Any finance costs payable by China Tower shall be borne by China Tower itself.

 

3. REASONS AND BENEFITS FOR ENTERING INTO THE LEASE AGREEMENT

The Company is of the view that the entering into of the Lease Agreement with China Tower would enable the Company, through the centralization and sharing of telecommunications tower resources, to obtain access to more network infrastructure resources, expand its network coverage at a faster pace and provide higher quality telecommunications services, while at the same time, would also enable the Company to save on capital expenditure. Through the sharing of telecommunications towers and related assets, the Company will benefit from advantages brought by common resources.
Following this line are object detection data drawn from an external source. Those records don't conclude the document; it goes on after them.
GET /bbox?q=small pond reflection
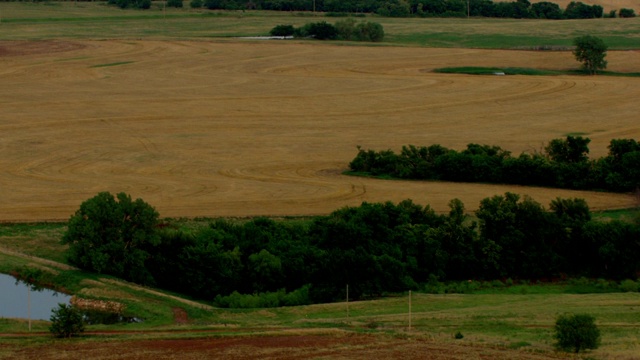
[0,274,71,320]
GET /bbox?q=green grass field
[0,2,640,50]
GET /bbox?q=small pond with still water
[0,274,71,320]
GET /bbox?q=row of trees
[270,18,384,42]
[349,136,640,192]
[63,193,640,305]
[182,0,635,19]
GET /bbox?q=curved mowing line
[89,61,135,68]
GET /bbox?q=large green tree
[553,314,600,354]
[62,192,160,284]
[573,35,607,75]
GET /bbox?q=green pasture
[0,2,640,50]
[0,214,640,358]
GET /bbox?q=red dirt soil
[3,335,559,360]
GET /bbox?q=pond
[0,274,71,320]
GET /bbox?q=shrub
[620,280,638,292]
[618,8,636,18]
[335,18,356,40]
[303,21,338,40]
[356,21,384,42]
[269,25,296,36]
[49,304,84,338]
[553,314,600,354]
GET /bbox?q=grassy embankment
[0,211,640,356]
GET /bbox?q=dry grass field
[0,40,640,221]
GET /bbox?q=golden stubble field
[0,40,640,221]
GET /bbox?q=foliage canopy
[62,192,160,284]
[573,35,607,75]
[553,314,600,354]
[49,303,84,338]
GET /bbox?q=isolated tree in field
[62,192,160,284]
[49,304,84,338]
[573,35,607,75]
[167,0,183,8]
[553,314,600,354]
[545,136,591,163]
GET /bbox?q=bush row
[146,193,640,307]
[269,18,384,42]
[178,0,635,19]
[349,136,640,192]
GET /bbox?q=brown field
[0,333,568,360]
[0,40,640,221]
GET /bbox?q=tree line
[62,193,640,306]
[192,0,635,20]
[349,136,640,192]
[269,18,384,42]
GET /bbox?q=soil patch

It is expected that following the further increase in the co-sharing ratio of telecommunications towers in the future, the unit leasing fees will decrease which, in turn, will contribute positively to the Company’s profitability. In addition, as one of the major shareholders of China Tower, the Company expects to benefit from China Tower’s future earnings and value enhancement in the long run.

 

By Order of the Board
China Mobile Limited
Wong Wai Lan, Grace
Company Secretary

Hong Kong, 8 July 2016

 

A-4


FORWARD-LOOKING STATEMENTS

Certain statements contained in this announcement may be viewed as “forward-looking statements” within the meaning of Section 27A of the U.S. Securities Act of 1933, as amended, and Section 21E of the U.S. Securities Exchange Act of 1934, as amended. Such forward-looking statements involve known and unknown risks, uncertainties and other factors, which may cause the actual performance, financial condition and results of operations of the Company to be materially different from any future performance, financial condition and results of operations implied by such forward-looking statements. In addition, the Company does not intend to update these forward-looking statements. Further information regarding these risks, uncertainties and other factors is included in the Company’s most recent Annual Report on Form 20-F filed with the U.S. Securities and Exchange Commission (the “SEC”) and in the Company’s other filings with the SEC.

As at the date of this announcement, the Board of Directors of the Company comprises Mr. Shang Bing, Mr. Li Yue, Mr. Liu Aili, Mr. Xue Taohai and Mr. Sha Yuejia as executive directors and Mr. Frank Wong Kwong Shing, Dr. Moses Cheng Mo Chi and Mr. Paul Chow Man Yiu as independent non-executive directors.